How to Design Global Market Offerings

The world is no longer a large, unreachable globe. And by that, we are not trying to say that the planet is flat, but are simply trying to explain how communication is affecting our perception of it. We no longer have to worry about our distance from the rest of the world when it comes to the flow of information. Namely, goods, services, and data can travel across the globe nigh instantly, so designing global market offerings which are effective is crucial to any long term success.

Nowadays, customers can even purchase products from companies that operate on the other side of the planet. Brands that originated in the United States are available to people from India or Japan. Of course, there are companies whose work is not open to globalisation. However, they should always consider the benefits that it brings. After all, if their current strategy doesn’t support internalisation, they might work towards changing it. Or, at the very least, they should be ready to globalise their processes should the situation change. And all they require is analysis and research.

 

Choosing to Go Global

But do companies really need to be global? Placing a product on an international market can be very challenging. The product design and the marketing efforts have to be spot-on for the process to succeed. Of course, the most important factor for most companies is the potential for profit.
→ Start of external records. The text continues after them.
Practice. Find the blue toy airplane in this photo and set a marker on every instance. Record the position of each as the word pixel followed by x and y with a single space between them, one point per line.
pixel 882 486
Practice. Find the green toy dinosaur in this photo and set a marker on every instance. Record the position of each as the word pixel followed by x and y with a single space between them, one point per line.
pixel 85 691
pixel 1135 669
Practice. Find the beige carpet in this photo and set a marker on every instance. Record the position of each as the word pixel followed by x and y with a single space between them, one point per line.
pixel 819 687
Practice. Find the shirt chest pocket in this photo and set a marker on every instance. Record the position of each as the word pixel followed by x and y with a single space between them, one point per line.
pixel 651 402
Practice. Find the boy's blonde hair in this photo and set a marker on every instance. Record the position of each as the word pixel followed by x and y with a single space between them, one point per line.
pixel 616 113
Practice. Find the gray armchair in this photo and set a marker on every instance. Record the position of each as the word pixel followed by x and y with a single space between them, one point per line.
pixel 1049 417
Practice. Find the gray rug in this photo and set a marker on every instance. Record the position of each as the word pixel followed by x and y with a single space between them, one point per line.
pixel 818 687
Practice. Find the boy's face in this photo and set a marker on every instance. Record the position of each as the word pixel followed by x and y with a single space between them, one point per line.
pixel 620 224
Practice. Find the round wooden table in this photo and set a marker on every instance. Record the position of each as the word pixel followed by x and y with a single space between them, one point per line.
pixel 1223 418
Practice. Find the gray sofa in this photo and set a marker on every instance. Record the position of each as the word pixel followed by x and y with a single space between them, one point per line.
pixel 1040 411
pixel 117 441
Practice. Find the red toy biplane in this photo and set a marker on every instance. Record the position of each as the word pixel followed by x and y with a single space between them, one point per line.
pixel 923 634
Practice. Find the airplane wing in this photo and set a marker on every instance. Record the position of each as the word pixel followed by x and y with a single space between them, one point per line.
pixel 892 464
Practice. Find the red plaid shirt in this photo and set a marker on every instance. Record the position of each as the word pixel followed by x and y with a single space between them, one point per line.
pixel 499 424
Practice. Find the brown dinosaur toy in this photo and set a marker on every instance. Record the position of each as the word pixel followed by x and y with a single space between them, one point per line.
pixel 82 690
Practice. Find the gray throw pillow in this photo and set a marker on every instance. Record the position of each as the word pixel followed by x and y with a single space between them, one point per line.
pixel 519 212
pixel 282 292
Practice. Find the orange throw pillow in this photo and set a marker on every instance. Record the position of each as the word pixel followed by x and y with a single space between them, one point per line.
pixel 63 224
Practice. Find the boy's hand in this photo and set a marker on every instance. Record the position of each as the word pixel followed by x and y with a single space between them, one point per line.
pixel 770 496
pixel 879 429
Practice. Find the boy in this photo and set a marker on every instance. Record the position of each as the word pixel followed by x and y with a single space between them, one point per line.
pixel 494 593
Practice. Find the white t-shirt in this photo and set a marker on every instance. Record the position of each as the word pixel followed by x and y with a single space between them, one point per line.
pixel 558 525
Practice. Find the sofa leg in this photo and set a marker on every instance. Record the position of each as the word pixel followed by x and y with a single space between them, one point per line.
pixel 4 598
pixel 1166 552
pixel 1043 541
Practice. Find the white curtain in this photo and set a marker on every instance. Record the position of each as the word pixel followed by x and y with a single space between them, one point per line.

If research done by a company shows that they can profit more, the company might decide to go global.

Companies might want to work towards economies of scales. They might also go global if their customers are moving from one country to another. But globalising a company can also go bad for the actors. Namely, companies have to bear in mind the differences in the cultures of different countries. There are cultural standards they have to uphold, regulations they have to follow, they have to avoid issues with the political environment,, and they have to survive in the competition against companies that have been in those countries long before them.

 

Choosing the Markets to Enter

Companies have to work tirelessly in order to identify which markets they can profit from. Most companies start their internationalisation processes by expanding to one other market. Once the experiment is successful, they can decide if they want to enter multiple markets. Other companies prefer diversifying the risks by entering multiple markets at the same time.

Of course, companies have to evaluate potential choices. As a general rule, companies will start by expanding to neighbouring countries. For instance, a company from the US will probably start by expanding into the Canadian market. They feel comfortable expanding into a market that has similar laws, culture, and languages.

Naturally, they don’t only focus on those similarities. Companies will conduct research to find markets that offer lower risk levels and that would give them a competitive advantage over the existing offers on that market.

 

Entering the International Market

There are multiple ways for companies to enter the international market. The most common ones are through exporting goods directly or indirectly. Indirect exporting includes selling the products to a domestic export agent. Direct exporting, however, involves creating ways to facilitate sales in other countries.

Instead of exporting the product itself, some companies prefer licensing their products. Instead of directly selling their products, these companies allow others to manufacture their products in their markets. That way, they minimise the risk and the effort they have to put in. However, it also reduces the profit margin from those ventures. So instead of just leaving everything to the licensees, some companies prefer making joint ventures. In joint ventures, companies partner up with a local business that helps them enter the market. These ventures usually pop up for economic and political reasons.

Lastly, companies can enter a foreign market by investing in other companies. By leveraging direct investments, companies can become owners of companies that are a part of the global market. They can purchase local companies or facilities, or set their own facilities up.

 

Marketing

Once the globalisation plan is finalised, companies can focus on working out the marketing approach. They can choose between using a one-size-fits-all approach or creating a brand new strategy for a new product. Reusing the original marketing strategy can greatly reduce costs, but creating a new strategy that specifically targets the new audience can increase the effectiveness of the campaign. For that reason, a lot of companies choose to combine the benefits of both approaches. Sometimes, they will change the original product and keep the ads. Other times, companies will modify their promotional efforts while keeping their products as they were.